Amdahl had taught physics, and then electronics, to the navy during the war and was well able to understand what was going on in the new field of electronic digital computers. In 1951 he started to build the Wisconsin Integrally Synchronized Computer (WISC). It had a floating point unit and could execute four instructions in parallel. This was very advanced for the time and indicated Amdahl’s flair for digital electronics and systems. The machine itself wasn’t finished for many years because it was used as a training project in electronics but it served its purpose and Amdahl got a PhD out of it - but in theoretical physics!

In 1952 he joined IBM and ended up in the New York plant where the IBM 701 defence calculator was just being finished.

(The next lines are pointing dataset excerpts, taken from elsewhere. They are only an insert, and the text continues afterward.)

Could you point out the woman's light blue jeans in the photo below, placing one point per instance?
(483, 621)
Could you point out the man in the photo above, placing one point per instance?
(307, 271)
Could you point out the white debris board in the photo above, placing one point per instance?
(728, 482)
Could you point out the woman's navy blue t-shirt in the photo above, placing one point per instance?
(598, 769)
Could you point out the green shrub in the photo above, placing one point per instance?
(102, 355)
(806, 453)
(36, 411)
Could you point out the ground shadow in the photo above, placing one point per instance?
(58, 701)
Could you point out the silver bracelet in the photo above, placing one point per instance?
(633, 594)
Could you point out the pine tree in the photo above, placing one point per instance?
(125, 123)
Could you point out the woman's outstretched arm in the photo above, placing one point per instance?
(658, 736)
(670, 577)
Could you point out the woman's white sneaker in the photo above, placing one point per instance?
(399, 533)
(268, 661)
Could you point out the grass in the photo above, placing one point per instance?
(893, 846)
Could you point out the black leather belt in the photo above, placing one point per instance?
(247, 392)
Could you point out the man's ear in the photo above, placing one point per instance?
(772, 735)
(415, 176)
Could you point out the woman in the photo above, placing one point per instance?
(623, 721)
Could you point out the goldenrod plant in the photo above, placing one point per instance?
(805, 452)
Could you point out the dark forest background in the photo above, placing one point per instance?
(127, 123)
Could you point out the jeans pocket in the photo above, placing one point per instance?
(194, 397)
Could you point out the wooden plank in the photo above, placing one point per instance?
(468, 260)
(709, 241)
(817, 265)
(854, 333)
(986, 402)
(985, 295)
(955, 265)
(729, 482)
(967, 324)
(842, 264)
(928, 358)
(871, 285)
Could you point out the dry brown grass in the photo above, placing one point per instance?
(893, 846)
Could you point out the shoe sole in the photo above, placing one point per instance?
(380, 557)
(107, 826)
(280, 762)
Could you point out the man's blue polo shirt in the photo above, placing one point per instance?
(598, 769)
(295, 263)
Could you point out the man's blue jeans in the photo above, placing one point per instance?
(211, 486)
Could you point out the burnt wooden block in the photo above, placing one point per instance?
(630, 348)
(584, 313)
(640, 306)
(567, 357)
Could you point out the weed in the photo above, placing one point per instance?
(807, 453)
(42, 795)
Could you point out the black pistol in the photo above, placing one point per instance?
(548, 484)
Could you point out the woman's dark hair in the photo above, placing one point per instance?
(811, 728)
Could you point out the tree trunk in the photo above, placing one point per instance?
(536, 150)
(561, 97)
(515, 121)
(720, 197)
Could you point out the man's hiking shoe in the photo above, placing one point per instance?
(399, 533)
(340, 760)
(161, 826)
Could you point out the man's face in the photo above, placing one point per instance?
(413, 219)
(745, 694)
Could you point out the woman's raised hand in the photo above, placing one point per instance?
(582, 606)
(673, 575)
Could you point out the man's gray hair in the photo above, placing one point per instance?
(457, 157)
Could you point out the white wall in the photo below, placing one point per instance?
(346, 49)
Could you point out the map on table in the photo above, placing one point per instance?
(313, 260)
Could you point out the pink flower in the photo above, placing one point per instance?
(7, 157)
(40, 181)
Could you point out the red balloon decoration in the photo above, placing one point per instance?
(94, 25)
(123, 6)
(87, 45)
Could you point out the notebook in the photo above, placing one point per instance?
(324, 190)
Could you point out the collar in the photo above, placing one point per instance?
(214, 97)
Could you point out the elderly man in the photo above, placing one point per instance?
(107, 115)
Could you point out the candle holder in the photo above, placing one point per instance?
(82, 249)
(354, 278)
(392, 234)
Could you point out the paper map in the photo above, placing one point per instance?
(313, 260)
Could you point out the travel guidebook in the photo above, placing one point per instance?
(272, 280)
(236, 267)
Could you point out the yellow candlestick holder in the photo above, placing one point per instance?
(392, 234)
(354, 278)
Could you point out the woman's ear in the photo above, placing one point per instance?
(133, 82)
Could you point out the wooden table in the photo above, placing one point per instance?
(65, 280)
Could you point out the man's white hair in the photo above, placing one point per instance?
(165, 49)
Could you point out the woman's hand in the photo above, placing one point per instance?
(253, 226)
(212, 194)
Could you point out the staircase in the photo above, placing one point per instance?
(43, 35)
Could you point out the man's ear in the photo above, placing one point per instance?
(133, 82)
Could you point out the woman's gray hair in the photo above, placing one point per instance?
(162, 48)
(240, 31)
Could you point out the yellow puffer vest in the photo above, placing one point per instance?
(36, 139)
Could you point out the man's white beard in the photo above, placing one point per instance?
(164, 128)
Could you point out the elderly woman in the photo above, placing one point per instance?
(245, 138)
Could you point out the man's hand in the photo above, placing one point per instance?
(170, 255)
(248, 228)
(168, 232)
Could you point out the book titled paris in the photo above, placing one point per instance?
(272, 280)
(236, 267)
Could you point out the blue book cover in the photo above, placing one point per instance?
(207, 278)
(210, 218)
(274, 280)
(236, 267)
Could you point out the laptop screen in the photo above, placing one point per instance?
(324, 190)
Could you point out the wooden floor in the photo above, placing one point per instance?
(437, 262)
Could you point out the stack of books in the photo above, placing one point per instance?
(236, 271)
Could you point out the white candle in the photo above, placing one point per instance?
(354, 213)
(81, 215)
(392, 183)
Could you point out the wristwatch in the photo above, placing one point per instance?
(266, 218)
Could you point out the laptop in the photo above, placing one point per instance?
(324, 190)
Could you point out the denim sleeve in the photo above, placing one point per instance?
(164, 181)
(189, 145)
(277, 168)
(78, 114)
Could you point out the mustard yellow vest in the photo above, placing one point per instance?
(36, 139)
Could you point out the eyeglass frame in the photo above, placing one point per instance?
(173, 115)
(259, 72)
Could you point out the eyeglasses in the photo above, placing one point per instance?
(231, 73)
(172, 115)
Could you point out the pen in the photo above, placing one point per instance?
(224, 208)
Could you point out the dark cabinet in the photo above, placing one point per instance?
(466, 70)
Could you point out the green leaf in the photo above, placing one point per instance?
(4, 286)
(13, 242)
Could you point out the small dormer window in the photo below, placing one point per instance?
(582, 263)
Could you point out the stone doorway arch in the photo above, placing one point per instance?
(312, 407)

It was already clear that something more powerful was needed and so he was set to work, as chief planner and project engineer, on its replacement, the 704.

At IBM, Amdahl worked on the IBM 704, the IBM 709, and then the Stretch project, the basis for the IBM 7030. He left IBM in December 1955 but returned in September 1960 (after working at Ramo Wooldridge and at Aeronutronic). On his return he worked on the System/360 family architecture and became an IBM Fellow in 1965, and head of the ACS Laboratory in Menlo Park, California. He left IBM again in September 1970, after his ideas for computer development were rejected, and set up Amdahl Corporation in Sunnyvale, California with aid from Fujitsu.

Competing with IBM in the mainframe market, the company manufactured "plug-compatible" mainframes, shipping its first machine in 1975 – the Amdahl 470V/6, a less expensive, more reliable and faster replacement for the System 370/168. By purchasing an Amdahl 470 and plug-compatible peripheral devices from third-party manufacturers, customers could now run S/360 and S/370 applications without buying actual IBM hardware. Amdahl's software team developed VM/PE, software designed to optimize the performance of IBM's MVS operating system when running under IBM's VM operating system. By 1979 Amdahl Corporation had sold over a US $1 billion[citation needed] of V6 and V7 mainframes and had over 6,000 employees worldwide. The corporation went on to distribute an IBM-plug-compatible front-end processor (the 4705) as well as high-performance disk drives, both jointly developed with Fujitsu engineers.

At the Spring Joint Computer Conference, Amdahl along with three other computer architects, most notably Dan Slotnick, ILLIAC IV architect, engaged in a discussion on future architectural trends. Amdahl argued, verbally and in three written pages, for performance limitations in any special feature or mode introduced to new machines. This resulted in two, major and lesser, "laws" of computer performance regarding sequential vs. parallel processing. These arguments continue to this day.